The U.S. Food and Drug Administration (FDA) has issued a safety communication on the potential risks for medical devices -- including imaging systems -- and hospital networks from the so-called Urgent/11 cybersecurity vulnerabilities.
Urgent/11 refers to 11 vulnerabilities identified by a security firm in IPnet, a third-party software application that computers use to communicate with each other over a network, according to the FDA. The software is part of several operating systems and may be incorporated into other software applications, equipment, and systems. It may be used in a wide range of medical and industrial devices, the agency said.
These 11 vulnerabilities (Urgent/11) could allow a remote user to take control of a medical device and change its function, cause denial of service, or cause information leaks or logical flaws that prevent a device from functioning properly at all, according to the FDA.
"Though the IPnet software may no longer be supported by the original software vendor, some manufacturers have a license that allows them to continue to use it without support," the agency wrote. "Therefore, the software may be incorporated into a variety of medical and industrial devices that are still in use today."
Although the FDA has not yet received any adverse event reports associated with these vulnerabilities, it noted that several manufacturers have notified their customers about affected devices, which include an imaging system, an infusion pump, and an anesthesia machine. Additional medical devices will likely be identified that contain one or more of the vulnerabilities associated with the original IPnet software, according to the FDA.
The FDA said it is aware of the following operating systems being affected by Urgent/11:
- VxWorks (Wind River)
- Operating System Embedded (OSE) (Enea)
- Integrity (Green Hills)
- ThreadX (Microsoft)
- ITRON (TRON)
- ZebOS (IP Infusion)
The vulnerability may not be included in all versions of these operating systems, the FDA noted.

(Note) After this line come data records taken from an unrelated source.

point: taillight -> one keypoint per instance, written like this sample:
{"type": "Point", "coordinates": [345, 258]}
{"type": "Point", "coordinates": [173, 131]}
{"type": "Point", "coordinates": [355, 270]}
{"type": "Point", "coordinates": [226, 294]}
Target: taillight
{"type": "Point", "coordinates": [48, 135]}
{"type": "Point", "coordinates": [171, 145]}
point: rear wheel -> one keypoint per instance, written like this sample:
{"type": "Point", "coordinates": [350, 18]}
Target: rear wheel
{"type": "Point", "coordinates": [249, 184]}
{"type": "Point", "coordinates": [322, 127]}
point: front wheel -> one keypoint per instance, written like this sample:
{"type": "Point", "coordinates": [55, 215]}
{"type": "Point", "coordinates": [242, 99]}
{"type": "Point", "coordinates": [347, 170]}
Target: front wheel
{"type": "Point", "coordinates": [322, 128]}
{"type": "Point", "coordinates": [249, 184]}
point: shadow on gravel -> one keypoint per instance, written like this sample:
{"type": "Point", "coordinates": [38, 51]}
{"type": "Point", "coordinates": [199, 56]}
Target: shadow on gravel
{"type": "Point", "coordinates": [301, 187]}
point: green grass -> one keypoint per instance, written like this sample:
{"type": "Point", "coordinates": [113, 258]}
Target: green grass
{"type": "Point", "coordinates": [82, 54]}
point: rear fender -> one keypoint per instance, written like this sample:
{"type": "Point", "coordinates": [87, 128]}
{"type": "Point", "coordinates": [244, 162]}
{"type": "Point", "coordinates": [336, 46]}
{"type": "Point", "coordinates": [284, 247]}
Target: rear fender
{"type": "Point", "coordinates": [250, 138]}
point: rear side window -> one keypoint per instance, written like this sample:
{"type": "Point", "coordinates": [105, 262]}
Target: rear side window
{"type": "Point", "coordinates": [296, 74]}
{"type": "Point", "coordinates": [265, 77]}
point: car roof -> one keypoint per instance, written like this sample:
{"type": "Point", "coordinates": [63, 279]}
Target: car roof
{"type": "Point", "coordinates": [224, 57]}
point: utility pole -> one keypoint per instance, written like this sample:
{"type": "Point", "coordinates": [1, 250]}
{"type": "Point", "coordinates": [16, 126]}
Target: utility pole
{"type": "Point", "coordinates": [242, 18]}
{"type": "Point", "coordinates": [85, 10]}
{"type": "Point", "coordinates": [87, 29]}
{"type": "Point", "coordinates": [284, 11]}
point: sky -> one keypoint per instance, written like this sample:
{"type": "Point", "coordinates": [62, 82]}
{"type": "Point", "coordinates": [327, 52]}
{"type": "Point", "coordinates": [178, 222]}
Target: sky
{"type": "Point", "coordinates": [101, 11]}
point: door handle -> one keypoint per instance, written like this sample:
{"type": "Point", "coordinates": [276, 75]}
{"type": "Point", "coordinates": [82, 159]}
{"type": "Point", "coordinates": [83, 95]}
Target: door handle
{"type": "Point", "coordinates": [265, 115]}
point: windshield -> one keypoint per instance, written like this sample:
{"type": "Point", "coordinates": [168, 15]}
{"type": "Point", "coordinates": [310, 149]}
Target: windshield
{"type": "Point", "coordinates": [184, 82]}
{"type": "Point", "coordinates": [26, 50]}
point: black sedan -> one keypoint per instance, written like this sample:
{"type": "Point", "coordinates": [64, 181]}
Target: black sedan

The agency is asking manufacturers to work with healthcare providers to determine which medical devices, either in their healthcare facility or used by their patients, could be affected by Urgent/11 and to develop risk-mitigation plans. Furthermore, the FDA is recommending that patients talk to their healthcare providers to determine if their medical device could be affected and to seek help right away if they notice the functionality of their device has changed.
The safety communication can be found on the FDA's website.